Com essa realidade posta, imaginei se o legítimo conceito de engajamento não seria como startups unicórnios: apenas algumas poucas empresas chegarão lá. Muitas outras terão níveis menores de engajamento, que talvez não possamos chamar de engajamento, mas de níveis de conexão. O engajamento “de fato”, com sua semântica, seria reservado ao nível máximo de conexão, aquele onde cultura, lideranças e práticas funcionam como um relógio Suiço em termos de coerência, apresentando a todas as pessoas da empresa um ambiente pelo qual vale a pena se empenhar, lutar e até mesmo, criar laços afetivos. Cheguei a pensar por um momento que esse nível máximo de conexão (engajamento) não seria mais possível nos dias de hoje, mas a observação de algumas empresas me fez repensar – sim, é possível, mas raro, muito raro.
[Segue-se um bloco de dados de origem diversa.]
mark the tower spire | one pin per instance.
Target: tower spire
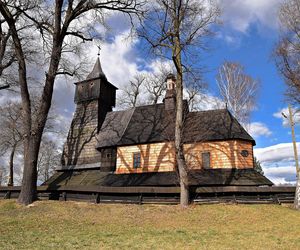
(97, 70)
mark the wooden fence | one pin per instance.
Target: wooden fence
(161, 195)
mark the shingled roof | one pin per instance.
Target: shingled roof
(203, 177)
(152, 123)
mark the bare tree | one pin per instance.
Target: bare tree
(59, 27)
(7, 55)
(238, 90)
(177, 28)
(131, 93)
(11, 135)
(155, 83)
(287, 51)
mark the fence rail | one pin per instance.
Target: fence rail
(161, 195)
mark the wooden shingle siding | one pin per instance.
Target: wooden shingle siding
(160, 157)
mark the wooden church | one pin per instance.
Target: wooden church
(135, 147)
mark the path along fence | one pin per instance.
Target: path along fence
(160, 195)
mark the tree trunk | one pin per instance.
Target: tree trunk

Como conclusão, gostaria de tentar tirar um pouco a pressão dos RHs e times de comunicação interna na busca do engajamento como bala de prata. Busquem melhorar a conexão passo a passo, trabalhando com métricas atingíveis. Poucas empresas se tornam unicórnios, mas as demais são muito saudáveis e rentáveis. Concentre-se mais em desenvolver lideranças que pratiquem “de fato” o que está descrito nos valores e cultura da empresa (geração Z escolhe onde trabalhar muito pelas causas defendidas pela empresa), estabeleça, sem preconceito, relações de troca ganha-ganha para atingir objetivos de curto prazo até que conexões altas ou até mesmo o engajamento sejam estabelecidos e, por fim, não esperem que plataformas de software resolvam sozinhas o desafio do engajamento. Elas sem dúvida ajudam e facilitam o processo quando trabalham aliadas aos novos conceitos de gestão, mas são apenas o “gran finale” de um processo lento, gradual e cuja subjetividade torna a avaliação da evolução bastante difícil.